My previous post had the best of goal setting that I have seen.
Danielle La Porte alluded to how it is essential to feel you DESERVE the goal you set.
And… here’s more thoughts on why goals are a bad thing.
We often set goals from a place of lack. It’s possible to set a goal when you’re feeling great, and you just want to move in a different direction. But even once that is set, in my experience, once there’s a set goal in front of me it’s really, really difficult to strive and feel happy about not having had achieved it yet. Or, if I’m not making enough progress in time, it’s really, really hard not to feel down on myself.
Even if, from the perspective of core desired feelings or values or being, we are actually moving in a better direction, or we have moved to a different goal, or we just feel better – it’s really hard to pull that piece of paper down of my wall without a sense of failure.

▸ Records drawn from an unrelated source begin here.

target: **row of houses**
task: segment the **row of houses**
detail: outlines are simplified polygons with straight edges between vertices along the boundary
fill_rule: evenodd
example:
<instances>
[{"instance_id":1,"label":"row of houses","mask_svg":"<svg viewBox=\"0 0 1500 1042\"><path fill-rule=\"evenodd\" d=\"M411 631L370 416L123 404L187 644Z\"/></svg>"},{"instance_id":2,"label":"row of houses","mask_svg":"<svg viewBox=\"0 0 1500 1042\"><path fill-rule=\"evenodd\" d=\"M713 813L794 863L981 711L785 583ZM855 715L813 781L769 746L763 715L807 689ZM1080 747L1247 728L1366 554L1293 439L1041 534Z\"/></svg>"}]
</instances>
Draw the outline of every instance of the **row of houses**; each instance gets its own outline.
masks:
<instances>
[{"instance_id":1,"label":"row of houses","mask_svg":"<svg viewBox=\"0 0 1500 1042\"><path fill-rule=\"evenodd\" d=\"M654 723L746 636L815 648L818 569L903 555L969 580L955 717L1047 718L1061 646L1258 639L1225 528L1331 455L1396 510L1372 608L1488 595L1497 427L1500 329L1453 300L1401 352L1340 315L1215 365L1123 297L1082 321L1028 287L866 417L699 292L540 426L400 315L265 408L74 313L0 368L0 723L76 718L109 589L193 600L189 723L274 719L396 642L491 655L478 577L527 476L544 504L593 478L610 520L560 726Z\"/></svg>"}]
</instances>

Shortcoming.
JP Sears here makes some great points about whether you are becoming who you want to be, and think you are – and how creating goals sets up the construct between an ‘old me’ and a ‘new me’. And that involves a rejection of who really are, in going after who you want to be.
It’s interesting that JP Sears actually thinks goals are a good thing – but what you need to ask is what part of you is creating your goal?
The insight that struck me, is that setting a goal is often to reject yourself. And if you do that, you’ve set yourself up for failure. Because achieving that goal wouldn’t resonate with the real you in the first place.
“Goals (wanting to improve) are not consistent with contentment (being happy with where you are).” – Leo Babatua
I first read the idea of having no goals in this post at The Minimalists:
100 Days with No Goals
“As for my new novel, I intend to finish writing it—I’ve never worked harder on anything in my life—but I’m enjoying the process of writing it, and if I never finish, that’s okay, too. I’m not stressed about it anymore.” – Joshua Fields Millburn.
Now when I first read those, I felt a bit empty and unfocused. I felt a bit of despair and a lack of purpose. That was a few years ago.
I have regretted not doing things year on year, and when I set goals to do it I often feel so much better for having achieved them. In the absence of goals, then, what do you replace it with – in order to ensure that you grow?
Kyle Cease in this video explains why we should set intentions.
I love this video. I watched this the other day and it really hit me.
“Move yourself out of a sense of a do, and more into a sense of be” / “Allow yourself, more and more and more, to just be you.”
So, while marker pens can make my goals bold, and help me focus, and it’s a step up from how I used to be, I also see that the intention to simply do more good things every day e.g. meditate or write is a more grounding process.
So, of course, goals are important, and necessary to start to move forward. But there is a darker side to goal setting and I would like to either feel better about the entire process of setting and achieving (or not achieving) goals, or, feel more free altogether and simply become more of who I am as an intention.
When I feel at my best, I am open to possibilities, happy, and free to simply own who I am. I know, deep down, what I want. The question is, how do I accept where I’m at now, and also strive for a new goal? Similarly, how do I accept where I am now and feel proud of myself and have confidence, unless I know what I’ve achieved so far? Writing out goals helps with that, and helps me to see both my strengths and my weaknesses, with evidence. Instead of being swayed by my changing perceptions and the opinions of others, I have my own bold and trusty marker pens and paper.
So what do you do – do you set goals, or intentions? How do you set goals and how do you feel about them?